Hello all. Newbie to the forum, but I wanted to get some input on a steam shower that I'm building for my home. I've done my research and I've decided on using NobleSeal TS for the walls and ceiling, but I'd really prefer to use a ready-to-tile shower base. Does anyone have any experience with Noble's ProBase in a steam shower, specifically? Are there any reasons to avoid a pre-made shower base in a steam shower?


----------



## bedrichards (Feb 9, 2013)

One more thing...my shower is slightly wider than the pre-made 32" widths that the ProBase is fabricated at. Since we're pushing for a 42"x60" shower, I'm considering grabbing the 32"x60" ProBase, centering it in the shower, and installing a 5" mortar bed (sloped) on either side. Then I'd bring my NobleSeal TS down from the wall, over the exposed mortar bed, and then seal it to the ProBase.

Anyone see any concerns with this direction?


----------



## Sabagley (Dec 31, 2012)

bedrichards said:


> One more thing...my shower is slightly wider than the pre-made 32" widths that the ProBase is fabricated at.

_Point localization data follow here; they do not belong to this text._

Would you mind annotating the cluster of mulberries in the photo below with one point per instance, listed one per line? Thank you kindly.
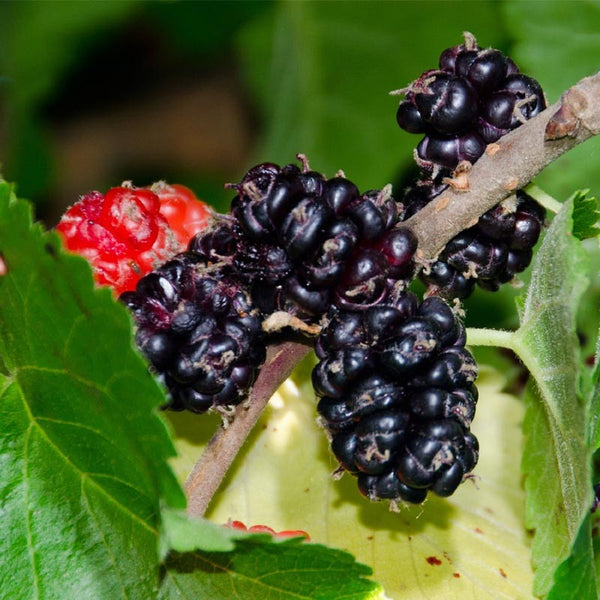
(475, 97)
(200, 331)
(303, 242)
(490, 253)
(396, 396)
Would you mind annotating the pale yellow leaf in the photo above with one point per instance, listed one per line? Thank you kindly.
(472, 545)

Since we're pushing for a 42"x60" shower, I'm considering grabbing the 32"x60" ProBase, centering it in the shower, and installing a 5" mortar bed (sloped) on either side. Then I'd bring my NobleSeal TS down from the wall, over the exposed mortar bed, and then seal it to the ProBase.
> 
> Anyone see any concerns with this direction?


Nope. It'll give you somewhere to put the shampoo.


----------



## astor (Dec 19, 2008)

bedrichards said:


> Hello all. Newbie to the forum, but I wanted to get some input on a steam shower that I'm building for my home. I've done my research and I've decided on using NobleSeal TS for the walls and ceiling, but I'd really prefer to use a ready-to-tile shower base. Does anyone have any experience with Noble's ProBase in a steam shower, specifically? *Are there any reasons to avoid a pre-made shower base in a steam shower?*


Main and only reason could be the higher cost, but at the other hand you gonna spend time to modify,look into building pre sloped shower pan (is pretty easy). I am not sure if it will fit, but I prefer Schulter Integrated Drain with no weep holes for a steam shower.
Making deck mud is not complicated, just look at the "sticky section" "MUD-what is it?" tread.


----------